Table of Contents

The Arduino UNO R4 is a Renesas ARM Cortex M4 based board with the same form factor as the ubiquitous R3, and unusually for an ARM MCU, runs at 5V, making it compatible with existing shields/hats/accessories. But what about programming it with rust…

Project Setup #

The UNO R4 contains an R7FA4M1AB3CFM#AA0 processor, or in short, an RA4M1. This is an ARM Cortex M4 that will run at up to 64 MHz, with 256 kB of flash and 32 kB SRAM. The instruction set is ARMv7-M Thumb and it includes hardware floating point, which will be orders of magnitude faster than doing floating point math on the Uno R3.

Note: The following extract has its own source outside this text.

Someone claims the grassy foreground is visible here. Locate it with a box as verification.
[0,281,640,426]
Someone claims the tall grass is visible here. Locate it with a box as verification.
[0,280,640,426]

I have created the project using cortex-m-quickstart:

cortex-m dependency, for core register definitions and peripheral access.
cortex-m-rt dependency for initialisation.
panic-halt dependency for halting the core on panic.
Contains a build.rs to specify linker arguments.
Template memory.x file (more below).
Template .cargo/config.toml to define a build target.
Has a minimal main.rs

For a specific device, the target and memory configuration need changing.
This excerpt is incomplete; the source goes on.